The "abundance of technology” available to hotels can be confusing and overwhelming. Jan advises always coming back the the simple question: "will this impact my hotel’s bottom line?”. However, whilst the question is pretty simple it can be a challenge to answer. How do you attribute marketing spend that affects people at various points in their journey? how do you assess whats’ really working and whether it’s worth spending 5% CPA on cart abandonment pop-ups or only 3%?

After exploding the ‘myth of direct bookings' (direct is not 'free’), Jan went on to describe the system they have built to monitor and manage digital marketing performance across their hotel portfolio: Deutsche Hospitality’s “Cost-of-Sale Management System”.

Cost-of-Sale Management

The system sucks in data from key acquisition channels. The APIs from meta-search sites like Trivago and advertising platforms like Google and Facebook are used to pull in the group’s spend on each of these channels. Once this data is pulled into a single database it is held against each property in the group.

As a result the team can see the current online marketing spend per property and, importantly, they can see how the performance of each channel differs for each property. They also get a better reading on spill-over effects from spend in one channel to bookings in another. The database is set up to provide a cost-of-sale number measured as a percentage of ADR. The benefit of this is an easy and fair comparison to the costs of OTA acquisition.

Having a clear comparison to OTA costs is useful when determining whether to increase room availability to third-party distributors. But what comes next is more interesting. Jan and his team have split their hotels into different segments. A busy property in Berlin may be easier to fill than a resort in Bavaria. Thus the group may be prepared to pay e.g. 9% COS for the Bavarian property but only 7% for the Berlin property.

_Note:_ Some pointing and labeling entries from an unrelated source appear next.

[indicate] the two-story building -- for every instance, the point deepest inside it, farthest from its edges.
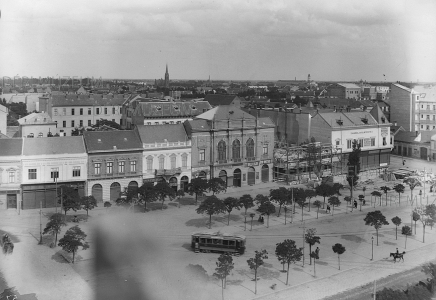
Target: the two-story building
(10, 173)
(114, 162)
(48, 163)
(233, 145)
(167, 154)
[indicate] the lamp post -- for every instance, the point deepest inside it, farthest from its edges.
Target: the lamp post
(252, 216)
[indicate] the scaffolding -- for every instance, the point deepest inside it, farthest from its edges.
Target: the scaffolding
(299, 164)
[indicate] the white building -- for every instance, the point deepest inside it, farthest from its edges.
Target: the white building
(167, 154)
(43, 160)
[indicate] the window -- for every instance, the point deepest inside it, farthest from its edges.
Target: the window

Setting a COS target for a hotel helps reduce the complexity in managing day-to-day acquisition decisions. Steigenberger and JAZ can now determine the exact number of bookings they want from each channel - if the 99th booking comes at a COS of 8.9% but 100th is at 9.1% then the channel is switched of at 99 bookings.

Jan did add that there are other benefits of attracting a direct customer which are not accounted for in the initial booking - customer life time value is an even better measure - and a valuation for this can be added to the model.

Looking into the future, Jan’s had two bits of advice for fellow hoteliers:

1. think about “what is it that OTAs cannot deliver?” For example he believes mobile apps can have an important part to play for a hotel group like Steigenberger

2. make life less demanding for the user. This might be simplifying information acquisition or making booking more comfortable, for example using live chat.